Mentor: Professor William Malachowski
In the human body, indoleamine-2-3-dioxygenase (IDO) catalyses the metabolism of tryptophan (an essential amino acid). It was found that in fetal cells without tryptophan, T cells were inhibited in their multiplication stages. The suppression of T cells is essential in preventing fetal rejection from the body’s immunological responses.
It has recently been found that some tumors express the enzyme IDO. This protects the tumors from the immunological activity of T cells, thereby resulting in the undisturbed growth and reproduction of tumor (cancer) cells.

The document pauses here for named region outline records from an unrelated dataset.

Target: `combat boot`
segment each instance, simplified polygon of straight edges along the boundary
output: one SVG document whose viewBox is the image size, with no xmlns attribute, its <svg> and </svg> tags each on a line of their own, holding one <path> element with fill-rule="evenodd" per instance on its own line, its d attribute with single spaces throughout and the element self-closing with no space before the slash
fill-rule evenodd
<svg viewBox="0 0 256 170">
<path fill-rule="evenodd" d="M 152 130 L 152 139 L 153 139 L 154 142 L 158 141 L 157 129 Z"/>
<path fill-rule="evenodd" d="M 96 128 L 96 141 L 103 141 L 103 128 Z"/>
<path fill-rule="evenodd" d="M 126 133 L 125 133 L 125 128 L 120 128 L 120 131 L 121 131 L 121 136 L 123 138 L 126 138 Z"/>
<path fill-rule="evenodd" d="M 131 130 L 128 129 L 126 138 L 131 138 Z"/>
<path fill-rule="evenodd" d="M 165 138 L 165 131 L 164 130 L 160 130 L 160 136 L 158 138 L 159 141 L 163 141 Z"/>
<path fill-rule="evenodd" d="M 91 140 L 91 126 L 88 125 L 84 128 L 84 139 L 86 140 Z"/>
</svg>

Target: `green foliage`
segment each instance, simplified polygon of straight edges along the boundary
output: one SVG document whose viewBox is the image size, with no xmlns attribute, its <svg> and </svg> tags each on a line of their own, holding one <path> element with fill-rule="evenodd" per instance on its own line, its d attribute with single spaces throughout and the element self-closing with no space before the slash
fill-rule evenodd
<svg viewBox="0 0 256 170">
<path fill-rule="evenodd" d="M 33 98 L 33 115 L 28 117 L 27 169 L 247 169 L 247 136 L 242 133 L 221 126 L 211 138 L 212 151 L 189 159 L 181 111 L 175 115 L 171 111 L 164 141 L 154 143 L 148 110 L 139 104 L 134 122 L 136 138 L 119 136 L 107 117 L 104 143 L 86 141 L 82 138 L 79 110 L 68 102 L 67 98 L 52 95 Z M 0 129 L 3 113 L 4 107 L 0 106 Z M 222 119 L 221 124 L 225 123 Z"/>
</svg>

An effective way to rectify this problem is to develop some form of inhibitor for the IDO enzyme. As such, the aim of my research this summer was to aid in the synthesis of potential IDO inhibitors.
Previously, the Malachowski group was focused on synthesizing tryptophan derivatives as IDO inhibitors. However, very recently, it was reported that the compounds annulin C, discovered by researchers at the University of British Columbia in marine sea sponge material, (Fig. A) and menadione (vitamin K3, Fig. B) , both naphthoquinone derivatives, are much more effective and potent inhibitors of IDO (KI values 144nm and 580nm respectively).
Therefore, we turned our attention to the synthesis of 1, 4-naphthoquinone derivatives (Fig. C) as possible IDO inhibitors.